The New Creatures section of Tales from the Yawning Portal features a host of new monsters and new NPCs to deal with, ranging in complexity from an animated table to the Legendary lich Tarul Var. Most of these monsters and encounter components are useful enough to be used in other areas and be recycled into new adventures of your own devising. Take a look through the catalog and see what monsters grab your attention and see if you can find a way to incorporate them into your own games.
Well, i hope that the sales of this book have given WotC and the people who do the market analyses the impression that a nostalgia piece like this can work as a viable product at market. IF Wizards wanted to, they have a treasure trove of old material that they could look at and update to the current edition. There are many wonderful adventures and ideas that can be modernized and brought out in a product just like this one.
I am also wondering how long before Wizards takes a gamble and releases a more complete campaign setting for the Forgotten Realms or expands on the various “If you were playing in this setting, you could put this adventure here” blurbs that run throughout their books. There are a lot of cool choices that fans are asking for, and it’s mostly a matter of poking the market and seeing which ones would draw enough profit to push a book like that.
I am torn about a Campaign setting book because it would almost certainly miss the details that specific players might be looking for in favor of the general information that most players might be looking for. The region chapters that are in most of the big hardcovers are fantastic, and i think that they do an adequate job of spurring a DM’s imagination and leave edges of the map unexplored for characters to make their own mark.
I have the benefit of writing this piece after the Stream of Annihilation, so i know what the rest of 2017 probably holds for Dungeons and Dragons, and overall, i’m pleased with the things i am seeing. I like the new Board Games (Betrayal at Baldur’s Gate and the Tomb of Annihilation). The Tomb of Annihilation adventure itself takes us to a location that isn’t the Sword Coast, and Xanthar’s Guide to Everything expands game options for players and dungeon masters alike.
Wizkids continues to be a major contributor, releasing another set of prepainted collectible miniatures with a case incentive full of dungeon dressing. I am curious to see how their Nolzur’s Marvelous Miniatures line expands and grows with the new material. The merchandise market for shirts, hats, journals and other things feels like an untapped market (not an intentional MtG pun). I am not completely sold on the new dice tin/set and the fold up map. There are a ton of other products in that market space, and i am not sure how these additions will fare in that market. The product that i would be most curious about is a gaming bag that works as a one stop storage system for players alike. You could call it Heward’s Handy Haversack.

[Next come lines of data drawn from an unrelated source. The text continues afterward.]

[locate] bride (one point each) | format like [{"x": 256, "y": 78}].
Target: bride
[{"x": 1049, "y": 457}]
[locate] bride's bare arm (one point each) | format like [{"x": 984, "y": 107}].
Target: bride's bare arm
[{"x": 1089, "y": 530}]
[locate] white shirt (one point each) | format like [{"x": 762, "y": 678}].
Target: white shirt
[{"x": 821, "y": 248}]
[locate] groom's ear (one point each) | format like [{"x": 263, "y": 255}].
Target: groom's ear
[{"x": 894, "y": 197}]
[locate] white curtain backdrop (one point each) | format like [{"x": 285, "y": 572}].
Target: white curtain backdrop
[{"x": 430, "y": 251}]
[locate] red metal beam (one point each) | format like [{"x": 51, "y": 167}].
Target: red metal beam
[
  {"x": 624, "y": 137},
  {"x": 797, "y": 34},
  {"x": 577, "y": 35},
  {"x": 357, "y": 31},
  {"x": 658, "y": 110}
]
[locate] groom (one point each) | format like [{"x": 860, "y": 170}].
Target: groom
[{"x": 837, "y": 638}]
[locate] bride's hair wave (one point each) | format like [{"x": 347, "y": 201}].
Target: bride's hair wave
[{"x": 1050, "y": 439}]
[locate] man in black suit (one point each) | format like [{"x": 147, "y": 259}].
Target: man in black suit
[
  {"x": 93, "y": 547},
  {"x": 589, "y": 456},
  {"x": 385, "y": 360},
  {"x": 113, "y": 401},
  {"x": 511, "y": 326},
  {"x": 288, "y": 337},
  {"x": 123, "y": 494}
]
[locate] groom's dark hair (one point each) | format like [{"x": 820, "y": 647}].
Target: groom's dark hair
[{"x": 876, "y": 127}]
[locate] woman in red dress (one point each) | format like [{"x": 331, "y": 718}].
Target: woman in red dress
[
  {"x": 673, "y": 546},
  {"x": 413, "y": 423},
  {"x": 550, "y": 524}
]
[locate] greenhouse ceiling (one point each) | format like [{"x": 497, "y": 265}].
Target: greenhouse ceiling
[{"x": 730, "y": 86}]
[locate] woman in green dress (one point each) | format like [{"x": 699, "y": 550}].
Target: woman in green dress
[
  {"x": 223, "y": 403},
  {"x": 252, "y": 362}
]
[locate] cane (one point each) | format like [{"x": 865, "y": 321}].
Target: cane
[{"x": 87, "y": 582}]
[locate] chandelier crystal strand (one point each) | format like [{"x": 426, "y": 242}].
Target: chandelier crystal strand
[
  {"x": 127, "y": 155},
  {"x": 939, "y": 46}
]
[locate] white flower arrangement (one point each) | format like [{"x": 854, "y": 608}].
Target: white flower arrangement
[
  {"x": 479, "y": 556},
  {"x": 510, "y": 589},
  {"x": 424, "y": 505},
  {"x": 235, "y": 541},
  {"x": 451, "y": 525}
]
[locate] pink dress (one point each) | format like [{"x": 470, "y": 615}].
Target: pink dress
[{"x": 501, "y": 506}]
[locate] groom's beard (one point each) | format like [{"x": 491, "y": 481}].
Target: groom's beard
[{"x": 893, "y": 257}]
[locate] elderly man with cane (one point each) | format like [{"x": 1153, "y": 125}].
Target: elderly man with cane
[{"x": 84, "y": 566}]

The DM’s Guild community is alive and vibrant with new creators and great new content showing up every week. As the primary delivery system for the Adventurer’s League seasons, they continue to provide cost effective adventures that can be played in a few sessions and are a ton of fun.
I hope that the 2018 seasons bring us some new ideas and places to explore in the Forgotten Realms. Off the top of my head, there are the Dalelands, the Moonshae Islands, Kara-Tur, the Serpent Hills, and Aunaroch, that haven’t been touched or featured in a product. Thay’s been touched on, but the rest of that region is unexplored (daresay unapproachable). There’s also the Realms south around Calimshan that could host a 1,001 nights of adventure. That’s just the Forgotten Realms, folks. There are tons of worlds to explore and places to visit. That’s at least what i see for the future of Dungeons and Dragons. Game on Game Fans.